Interessante, in questo senso, è il cambio radicale di strategia dell’Enel che, avendo deciso di puntare su rinnovabili, mobilità e soluzioni smart, ha introdotto aria nuova nell’azienda, facendosi contaminare da realtà stimolanti provenienti da tutto il mondo.

Andare controcorrente, sapere intuire le novità era una caratteristica che se era importante in passato, oggi è vitale.

L’elaborazione di idee originali, il gusto per le “posizioni non allineate” erano elementi distintivi di Marcello Colitti, uno dei principali collaboratori di Enrico Mattei. Ricordo il racconto del modo inusuale con cui nell’immediato dopoguerra era stato assunto all’Eni. Malgrado il suo compito scritto fosse stato scartato dalla commissione, qualche settimana dopo venne convocato direttamente da Mattei, che dopo un colloquio l’assunse.  Erano state proprio le frasi sottolineate in rosso e blu perché fuori luogo ad aver colpito Mattei per la loro originalità e lo spirito critico.
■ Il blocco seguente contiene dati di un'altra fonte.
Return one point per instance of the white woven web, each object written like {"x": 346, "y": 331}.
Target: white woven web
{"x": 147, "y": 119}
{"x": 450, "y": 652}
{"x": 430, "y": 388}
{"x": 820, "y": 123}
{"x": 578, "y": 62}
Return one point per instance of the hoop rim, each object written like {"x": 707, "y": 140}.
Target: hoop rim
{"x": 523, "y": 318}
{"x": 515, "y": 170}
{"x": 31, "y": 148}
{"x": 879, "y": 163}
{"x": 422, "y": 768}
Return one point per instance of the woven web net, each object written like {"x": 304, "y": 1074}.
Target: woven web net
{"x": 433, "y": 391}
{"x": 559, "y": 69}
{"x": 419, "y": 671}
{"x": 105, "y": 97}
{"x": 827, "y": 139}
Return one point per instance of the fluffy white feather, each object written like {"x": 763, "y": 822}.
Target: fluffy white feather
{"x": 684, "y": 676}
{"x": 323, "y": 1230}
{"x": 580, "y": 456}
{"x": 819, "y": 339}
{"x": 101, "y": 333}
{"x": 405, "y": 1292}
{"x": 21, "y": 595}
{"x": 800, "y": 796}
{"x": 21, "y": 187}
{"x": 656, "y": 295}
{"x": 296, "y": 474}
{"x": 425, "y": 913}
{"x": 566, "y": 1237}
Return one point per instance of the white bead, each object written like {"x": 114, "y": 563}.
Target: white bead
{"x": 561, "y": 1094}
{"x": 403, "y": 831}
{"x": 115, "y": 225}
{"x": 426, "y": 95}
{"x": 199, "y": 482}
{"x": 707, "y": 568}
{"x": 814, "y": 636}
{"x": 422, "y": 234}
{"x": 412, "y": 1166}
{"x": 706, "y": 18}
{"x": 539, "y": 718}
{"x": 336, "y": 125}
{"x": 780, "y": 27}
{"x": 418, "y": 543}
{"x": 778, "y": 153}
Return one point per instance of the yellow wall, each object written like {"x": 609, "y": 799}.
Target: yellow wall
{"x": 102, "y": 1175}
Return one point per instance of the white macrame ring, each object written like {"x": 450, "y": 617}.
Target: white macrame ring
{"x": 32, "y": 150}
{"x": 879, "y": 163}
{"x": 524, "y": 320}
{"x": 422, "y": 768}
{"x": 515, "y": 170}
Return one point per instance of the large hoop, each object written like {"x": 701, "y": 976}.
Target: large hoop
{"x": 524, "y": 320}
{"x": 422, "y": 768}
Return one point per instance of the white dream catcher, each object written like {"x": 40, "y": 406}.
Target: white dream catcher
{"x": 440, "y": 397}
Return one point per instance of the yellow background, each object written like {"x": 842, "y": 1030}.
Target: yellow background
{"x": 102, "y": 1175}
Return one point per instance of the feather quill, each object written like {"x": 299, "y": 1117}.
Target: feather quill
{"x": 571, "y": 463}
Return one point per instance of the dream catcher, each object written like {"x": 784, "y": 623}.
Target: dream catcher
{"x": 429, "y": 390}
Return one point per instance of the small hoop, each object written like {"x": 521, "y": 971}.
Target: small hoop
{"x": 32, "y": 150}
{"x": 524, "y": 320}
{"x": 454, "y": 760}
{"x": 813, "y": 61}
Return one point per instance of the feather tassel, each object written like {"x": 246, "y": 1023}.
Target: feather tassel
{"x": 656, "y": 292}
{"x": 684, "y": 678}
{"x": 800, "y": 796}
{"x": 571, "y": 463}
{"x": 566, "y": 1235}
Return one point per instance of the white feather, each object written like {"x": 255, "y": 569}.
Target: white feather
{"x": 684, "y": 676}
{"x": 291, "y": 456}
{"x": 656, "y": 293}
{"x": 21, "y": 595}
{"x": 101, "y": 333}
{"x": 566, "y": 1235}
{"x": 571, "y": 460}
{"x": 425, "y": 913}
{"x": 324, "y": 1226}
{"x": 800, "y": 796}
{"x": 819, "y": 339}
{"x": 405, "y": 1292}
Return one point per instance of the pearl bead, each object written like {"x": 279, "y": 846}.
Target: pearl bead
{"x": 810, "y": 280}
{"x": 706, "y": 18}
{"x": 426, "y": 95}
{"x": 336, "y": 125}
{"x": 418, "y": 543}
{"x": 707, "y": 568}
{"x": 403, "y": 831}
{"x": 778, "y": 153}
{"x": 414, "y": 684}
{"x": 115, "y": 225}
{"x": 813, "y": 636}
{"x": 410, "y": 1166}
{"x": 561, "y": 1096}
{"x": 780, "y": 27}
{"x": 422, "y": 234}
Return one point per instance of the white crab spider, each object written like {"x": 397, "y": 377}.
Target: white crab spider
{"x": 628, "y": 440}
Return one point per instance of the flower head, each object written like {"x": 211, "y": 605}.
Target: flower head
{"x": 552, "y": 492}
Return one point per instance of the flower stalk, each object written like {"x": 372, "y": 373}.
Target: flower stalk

Oggi, lo sappiamo, dobbiamo contare sempre di più sulle nostre forze, sul nostro spirito critico, sulle capacità di reinventarci. I modelli che venivano proposti in passato annaspano. Ma nuove opportunità si aprono. Pensiamo, ad esempio, alle grandi sfide ambientali – dal clima all’economia circolare – che aprono varchi affascinanti, che sollecitano la ricerca di connessioni utili a “chiudere il cerchio” dei flussi energetici e di materia nelle imprese, nelle città e nel territorio. Appunto, come dice il nome del blog: sviluppiamo la capacità di connettere.